Beim Finale muss zwischen der europäischen und der Weltebene unterschieden werden. Als ein geeigneter Ansatzpunkt zur Definition einer geforderten Laufleistung über 800 m oder 1500 m kann gemäß den DLV-Kader-Richtlinien der Platz Zehn in der europäischen bzw. Weltbestenliste angesehen werden. Die dort erreichte Zeit böte eine realistische Chance zur Teilnahme am Finale und dem Erreichen des Platzes Acht. Auf dieser Basis können nun wahrscheinliche, notwendige Unter- und Überdistanzleistungen für die gesetzte Leistung auf der Hauptdistanz berechnet werden.

Tabelle 1: Leistungen auf der Hauptstrecke und deren Anforderungsprofil für die Nebenstrecken zum Erreichen des Platzes Acht bei Europa- und Weltmeisterschaften

Wenn man jetzt wieder das Sandwich als Beispiel wählt, bedeutet dies für die Hauptstrecke, dass mindestens die Leistung auf der Unterdistanz oder auf der Überdistanz zu deren Unterstützung erbracht werden müsste. Nur so besäße der Athlet eine Chance, die Zeit auf der Hauptdistanz laufen zu können. Am besten wäre selbstverständlich, beide Leistungen könnten erbracht werden. Je weiter der Athlet von den Unter- bzw. Überdistanzleistungen entfernt ist, desto unwahrscheinlicher wird das Erreichen der Leistung auf der Hauptdistanz und somit ein Erfolg bei Europa- oder Weltmeisterschaften oder gar Olympischen Spielen.

Nun mag eingewendet werden, die in Tabelle 1 geforderte 400 m-Leistung und die 1500 m-Leistung für europäische- oder Weltklasse-800 m-Läuferinnen und Läufer seien doch viel zu hoch angesetzt. Die 400 m-Leistung wurde in den vergangenen Jahren ja noch nicht einmal von den deutschen 400 m-Läufern konstant erreicht. Hierzu ein Blick auf die Tabelle 2.

Tabelle 2: Bestleistungen der Zubringerstrecken von ausgewählten, aktuellen und früheren 800 m-Läufern der Weltklasse

Die in Tabelle 2 aufgeführten Läuferinnen und Läufer schafften somit entweder die geforderte Unter- oder Überdistanzleistung für entsprechende Weltklasseleistungen. Es gibt sie demnach, die konkret statistische Abhängigkeit der Hauptdistanz von der Unter- bzw. Überdistanz. Hier scheint eine Tendenz zu einer immer besseren 400 m-Leistung zu bestehen. Wird diese Tendenz von den DLV-Verantwortlichen für die Kaderberufung nicht gesehen oder wird sie gar ignoriert? Auf jeden Fall darf man feststellen, dass die DLV-800 m-Bundeskader in den letzten Jahren diesen Leistungsansprüchen im Anforderungsprofil nicht oder nur kaum entsprochen haben!

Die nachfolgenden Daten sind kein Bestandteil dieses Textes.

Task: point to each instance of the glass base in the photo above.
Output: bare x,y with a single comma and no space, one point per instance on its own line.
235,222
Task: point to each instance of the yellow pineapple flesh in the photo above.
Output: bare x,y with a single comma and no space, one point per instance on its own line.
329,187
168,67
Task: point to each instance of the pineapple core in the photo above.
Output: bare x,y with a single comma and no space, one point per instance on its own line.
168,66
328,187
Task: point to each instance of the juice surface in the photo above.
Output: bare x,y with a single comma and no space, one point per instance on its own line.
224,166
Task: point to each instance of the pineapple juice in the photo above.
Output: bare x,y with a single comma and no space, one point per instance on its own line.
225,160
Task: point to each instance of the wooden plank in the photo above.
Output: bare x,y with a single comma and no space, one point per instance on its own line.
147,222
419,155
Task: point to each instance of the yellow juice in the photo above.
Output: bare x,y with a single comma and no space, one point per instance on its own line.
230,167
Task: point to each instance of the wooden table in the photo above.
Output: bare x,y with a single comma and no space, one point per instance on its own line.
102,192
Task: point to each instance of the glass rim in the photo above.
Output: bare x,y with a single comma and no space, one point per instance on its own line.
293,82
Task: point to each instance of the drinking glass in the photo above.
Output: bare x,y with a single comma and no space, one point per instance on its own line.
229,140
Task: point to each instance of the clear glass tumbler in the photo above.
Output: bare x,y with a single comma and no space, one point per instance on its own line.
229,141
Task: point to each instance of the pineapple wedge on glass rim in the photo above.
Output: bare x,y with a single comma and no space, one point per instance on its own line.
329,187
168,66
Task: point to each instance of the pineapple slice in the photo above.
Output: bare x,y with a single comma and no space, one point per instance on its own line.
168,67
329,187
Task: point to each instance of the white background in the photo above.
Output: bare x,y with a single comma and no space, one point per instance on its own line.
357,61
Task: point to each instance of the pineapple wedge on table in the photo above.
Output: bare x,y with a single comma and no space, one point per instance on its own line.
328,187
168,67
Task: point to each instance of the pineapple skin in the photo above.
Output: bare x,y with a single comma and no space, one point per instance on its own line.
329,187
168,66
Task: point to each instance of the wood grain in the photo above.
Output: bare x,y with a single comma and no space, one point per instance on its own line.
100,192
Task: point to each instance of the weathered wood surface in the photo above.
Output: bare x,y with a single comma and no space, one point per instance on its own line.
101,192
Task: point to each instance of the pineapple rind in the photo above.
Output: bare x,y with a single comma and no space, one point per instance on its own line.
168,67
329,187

Ähnlich ist es mit der Zubringerleistung über 1500m. Die erforderlichen Zubringerleistungen für eine Weltklasseleistung über 800 m seien utopisch hoch, könnte ebenfalls behauptet werden. Diese Vermutung trifft abermals nicht zu, wie Tabelle 2 belegt. In ihr wird eine Auswahl von ehemaligen und aktuellen 800 m-Weltklasseläufern in ihrem Anforderungsprofil bezüglich der Unter- und Überdistanzen vorgestellt.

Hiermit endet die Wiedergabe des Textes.